6 November 2015
6 November 2015,
 Off

Author: Luigi Dell’Aquila  – @ldellaquila

Do you know SQL? If you’re a software developer/DBA/DevOps, I’m pretty certain that I know your answer to that question.

This is precisely why OrientDB adopted SQL as its main query language.

SQL is elegant, clear, well-defined, and powerful (for what concerns RDBMS), but it was created during a period when tables were the only allowed data structure (you know, relational databases, tables, primary keys, foreign keys…)

Now, with NoSQL, things have changed. Data structures are now much more complex, so  SQL requires some enrichments to fit this new model.

Let’s see how OrientDB SQL is similar to the standard SQL and how it differs.

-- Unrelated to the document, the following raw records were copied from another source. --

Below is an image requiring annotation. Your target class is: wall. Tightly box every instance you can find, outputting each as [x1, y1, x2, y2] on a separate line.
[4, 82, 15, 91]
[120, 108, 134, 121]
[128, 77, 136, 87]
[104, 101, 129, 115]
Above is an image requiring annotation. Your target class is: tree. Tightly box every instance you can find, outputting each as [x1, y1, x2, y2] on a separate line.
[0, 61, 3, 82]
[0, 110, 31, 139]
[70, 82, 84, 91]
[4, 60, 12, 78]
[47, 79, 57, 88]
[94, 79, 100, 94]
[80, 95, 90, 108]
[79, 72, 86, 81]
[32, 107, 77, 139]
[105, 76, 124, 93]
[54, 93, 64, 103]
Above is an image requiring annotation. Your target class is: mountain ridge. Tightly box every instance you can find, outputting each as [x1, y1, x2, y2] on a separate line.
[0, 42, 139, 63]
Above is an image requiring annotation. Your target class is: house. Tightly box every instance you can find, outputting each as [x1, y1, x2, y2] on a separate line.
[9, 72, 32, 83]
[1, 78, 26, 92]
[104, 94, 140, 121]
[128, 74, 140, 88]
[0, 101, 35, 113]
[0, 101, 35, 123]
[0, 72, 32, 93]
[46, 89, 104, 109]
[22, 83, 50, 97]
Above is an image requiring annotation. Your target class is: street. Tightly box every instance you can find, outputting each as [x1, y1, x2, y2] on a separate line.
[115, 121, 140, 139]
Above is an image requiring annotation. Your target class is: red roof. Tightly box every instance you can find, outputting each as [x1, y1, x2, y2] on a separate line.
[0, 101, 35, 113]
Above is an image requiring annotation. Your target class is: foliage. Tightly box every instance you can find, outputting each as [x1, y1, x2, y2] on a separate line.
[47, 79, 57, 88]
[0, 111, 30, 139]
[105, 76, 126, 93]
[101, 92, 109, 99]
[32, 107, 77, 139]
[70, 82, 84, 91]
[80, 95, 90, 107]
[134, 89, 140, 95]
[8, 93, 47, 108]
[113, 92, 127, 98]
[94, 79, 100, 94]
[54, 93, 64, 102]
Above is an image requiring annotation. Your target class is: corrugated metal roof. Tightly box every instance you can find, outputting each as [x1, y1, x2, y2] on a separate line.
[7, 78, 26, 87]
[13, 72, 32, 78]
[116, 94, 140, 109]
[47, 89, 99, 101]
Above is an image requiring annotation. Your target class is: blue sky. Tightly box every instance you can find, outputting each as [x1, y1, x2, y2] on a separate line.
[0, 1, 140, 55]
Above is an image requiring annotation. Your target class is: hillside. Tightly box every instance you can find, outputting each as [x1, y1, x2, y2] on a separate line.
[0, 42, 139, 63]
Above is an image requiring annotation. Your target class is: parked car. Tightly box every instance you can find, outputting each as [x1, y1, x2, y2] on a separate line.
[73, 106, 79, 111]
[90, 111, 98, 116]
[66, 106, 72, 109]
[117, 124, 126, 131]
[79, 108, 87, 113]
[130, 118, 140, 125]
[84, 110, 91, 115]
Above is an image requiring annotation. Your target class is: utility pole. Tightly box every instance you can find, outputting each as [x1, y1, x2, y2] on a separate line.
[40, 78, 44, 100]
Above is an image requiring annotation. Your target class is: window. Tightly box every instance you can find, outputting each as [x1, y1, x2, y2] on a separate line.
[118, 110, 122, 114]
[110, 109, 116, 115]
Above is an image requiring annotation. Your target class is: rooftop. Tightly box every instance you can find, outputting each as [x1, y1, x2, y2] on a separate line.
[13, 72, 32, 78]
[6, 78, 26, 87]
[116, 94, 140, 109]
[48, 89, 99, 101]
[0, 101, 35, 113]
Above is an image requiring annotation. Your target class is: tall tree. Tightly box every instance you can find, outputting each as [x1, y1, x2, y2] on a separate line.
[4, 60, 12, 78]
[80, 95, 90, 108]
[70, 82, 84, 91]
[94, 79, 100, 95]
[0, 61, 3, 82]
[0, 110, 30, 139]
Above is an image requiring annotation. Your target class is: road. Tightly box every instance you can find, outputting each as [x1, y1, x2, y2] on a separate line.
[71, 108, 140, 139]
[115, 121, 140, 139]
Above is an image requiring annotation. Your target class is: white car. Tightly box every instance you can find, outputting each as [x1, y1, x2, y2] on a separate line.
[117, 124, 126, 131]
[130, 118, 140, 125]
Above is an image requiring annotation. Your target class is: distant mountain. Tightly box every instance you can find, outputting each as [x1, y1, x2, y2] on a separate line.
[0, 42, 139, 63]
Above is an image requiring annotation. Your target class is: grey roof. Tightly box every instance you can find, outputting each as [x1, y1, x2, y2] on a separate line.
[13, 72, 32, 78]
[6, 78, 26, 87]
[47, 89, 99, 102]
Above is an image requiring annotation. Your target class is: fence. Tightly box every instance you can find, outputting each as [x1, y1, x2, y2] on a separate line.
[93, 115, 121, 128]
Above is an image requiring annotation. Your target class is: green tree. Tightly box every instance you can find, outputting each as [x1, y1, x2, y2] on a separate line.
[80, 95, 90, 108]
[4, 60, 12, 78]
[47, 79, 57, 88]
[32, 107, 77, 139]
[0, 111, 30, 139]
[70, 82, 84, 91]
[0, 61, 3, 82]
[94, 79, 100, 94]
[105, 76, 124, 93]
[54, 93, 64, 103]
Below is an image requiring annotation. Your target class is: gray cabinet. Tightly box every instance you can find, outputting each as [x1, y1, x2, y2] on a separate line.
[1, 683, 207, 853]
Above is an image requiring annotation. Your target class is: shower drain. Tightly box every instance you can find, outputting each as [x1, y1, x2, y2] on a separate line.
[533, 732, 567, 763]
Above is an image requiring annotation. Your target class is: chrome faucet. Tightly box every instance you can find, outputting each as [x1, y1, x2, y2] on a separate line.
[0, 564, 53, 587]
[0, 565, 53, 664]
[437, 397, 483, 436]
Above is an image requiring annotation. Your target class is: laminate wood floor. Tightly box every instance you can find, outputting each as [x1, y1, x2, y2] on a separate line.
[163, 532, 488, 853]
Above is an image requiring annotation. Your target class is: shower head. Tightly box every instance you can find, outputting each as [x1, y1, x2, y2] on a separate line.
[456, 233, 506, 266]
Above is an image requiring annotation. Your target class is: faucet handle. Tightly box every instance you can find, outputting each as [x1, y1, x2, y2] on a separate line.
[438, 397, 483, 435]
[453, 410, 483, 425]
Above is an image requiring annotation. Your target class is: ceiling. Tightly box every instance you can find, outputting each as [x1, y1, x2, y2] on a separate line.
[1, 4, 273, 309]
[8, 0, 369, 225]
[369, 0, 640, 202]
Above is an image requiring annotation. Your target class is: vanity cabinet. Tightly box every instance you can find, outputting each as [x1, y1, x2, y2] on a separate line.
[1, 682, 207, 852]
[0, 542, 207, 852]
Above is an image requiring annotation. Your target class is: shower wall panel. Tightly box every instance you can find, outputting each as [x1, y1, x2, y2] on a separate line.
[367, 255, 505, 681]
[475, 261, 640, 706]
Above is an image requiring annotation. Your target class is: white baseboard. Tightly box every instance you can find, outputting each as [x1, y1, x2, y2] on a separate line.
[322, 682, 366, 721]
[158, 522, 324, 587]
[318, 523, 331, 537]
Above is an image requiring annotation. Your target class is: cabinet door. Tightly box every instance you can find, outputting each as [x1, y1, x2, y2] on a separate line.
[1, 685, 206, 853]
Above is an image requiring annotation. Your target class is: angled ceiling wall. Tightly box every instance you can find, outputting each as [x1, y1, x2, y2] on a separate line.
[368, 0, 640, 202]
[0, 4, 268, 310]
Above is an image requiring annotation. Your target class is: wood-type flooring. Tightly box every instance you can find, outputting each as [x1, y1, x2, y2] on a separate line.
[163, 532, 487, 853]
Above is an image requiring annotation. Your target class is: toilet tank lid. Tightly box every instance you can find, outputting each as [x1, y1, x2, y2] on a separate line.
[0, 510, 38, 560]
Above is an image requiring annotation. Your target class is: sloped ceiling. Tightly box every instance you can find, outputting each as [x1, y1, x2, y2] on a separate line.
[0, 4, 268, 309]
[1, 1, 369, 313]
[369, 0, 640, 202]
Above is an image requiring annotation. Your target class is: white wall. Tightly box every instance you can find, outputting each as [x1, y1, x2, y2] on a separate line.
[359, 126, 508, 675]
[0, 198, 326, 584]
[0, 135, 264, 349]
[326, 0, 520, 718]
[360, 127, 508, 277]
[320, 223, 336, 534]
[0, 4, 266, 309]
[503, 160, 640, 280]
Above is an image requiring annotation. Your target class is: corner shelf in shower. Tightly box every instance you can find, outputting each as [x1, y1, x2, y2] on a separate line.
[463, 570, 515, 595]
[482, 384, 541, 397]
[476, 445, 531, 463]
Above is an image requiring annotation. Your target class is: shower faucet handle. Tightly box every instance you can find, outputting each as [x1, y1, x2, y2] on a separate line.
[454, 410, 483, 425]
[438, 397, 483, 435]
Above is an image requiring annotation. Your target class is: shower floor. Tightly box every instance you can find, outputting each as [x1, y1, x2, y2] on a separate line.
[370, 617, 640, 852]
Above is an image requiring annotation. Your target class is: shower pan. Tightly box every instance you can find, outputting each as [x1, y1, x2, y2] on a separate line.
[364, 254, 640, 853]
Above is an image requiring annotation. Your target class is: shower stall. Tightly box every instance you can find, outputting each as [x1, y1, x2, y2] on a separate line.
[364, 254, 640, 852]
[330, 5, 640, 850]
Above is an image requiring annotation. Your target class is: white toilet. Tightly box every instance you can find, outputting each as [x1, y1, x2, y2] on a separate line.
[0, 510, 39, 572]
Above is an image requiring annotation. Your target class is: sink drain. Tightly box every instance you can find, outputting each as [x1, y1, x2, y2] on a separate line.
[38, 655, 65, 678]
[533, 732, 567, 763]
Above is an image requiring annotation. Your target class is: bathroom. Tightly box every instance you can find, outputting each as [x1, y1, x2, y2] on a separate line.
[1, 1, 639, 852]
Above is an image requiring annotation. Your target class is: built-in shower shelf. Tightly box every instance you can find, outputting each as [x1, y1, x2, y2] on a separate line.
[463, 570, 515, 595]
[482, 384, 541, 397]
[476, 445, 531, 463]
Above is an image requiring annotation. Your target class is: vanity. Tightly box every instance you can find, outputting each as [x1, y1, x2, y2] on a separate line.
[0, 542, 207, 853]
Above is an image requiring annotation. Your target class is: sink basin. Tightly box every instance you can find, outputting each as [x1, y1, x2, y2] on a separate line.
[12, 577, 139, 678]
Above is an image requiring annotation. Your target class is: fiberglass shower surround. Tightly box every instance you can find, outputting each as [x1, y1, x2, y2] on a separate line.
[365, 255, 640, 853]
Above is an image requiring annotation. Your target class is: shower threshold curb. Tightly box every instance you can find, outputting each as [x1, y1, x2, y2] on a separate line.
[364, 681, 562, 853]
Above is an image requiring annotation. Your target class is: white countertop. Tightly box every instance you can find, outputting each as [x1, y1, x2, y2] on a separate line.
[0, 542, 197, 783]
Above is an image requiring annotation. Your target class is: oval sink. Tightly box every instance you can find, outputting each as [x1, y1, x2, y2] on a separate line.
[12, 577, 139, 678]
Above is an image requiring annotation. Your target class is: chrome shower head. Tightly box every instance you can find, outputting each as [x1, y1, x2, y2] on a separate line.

The past: Join, Filtering, Projection, Aggregation

This is how standard SQL works in relational databases.

Let’s take a look with an example: calculate the population of all European countries (that is the sum of all the populations of its cities).

City:

name countryId population
Rome 32 2.500.000

 

Country

id name
32 Italy

 

SELECT country.name, sum(city.population)
FROM city, country 
WHERE city.countryId = country.id
AND country.continent = ‘Europe’
GROUP BY country.name

 

You can think at the execution of this query in four steps:

  1. Join: match city and country tables based on a primary key (country.id) and a foreign key (city.countryId)
  2. Filtering: filter results based on some attributes (the continent name in this case)
  3. Projection: choose a subset of attributes to be returned (country name and city population in this case)
  4. Aggregation: aggregate data, calculate the sum of populations grouping by country name


This is a typical pattern in SQL, but it has some problems:

Problem 1: the Join operation is EXPENSIVE, it relies on a convention (the same value on country.id and city.countryId) and it has to be re-calculated at every query execution.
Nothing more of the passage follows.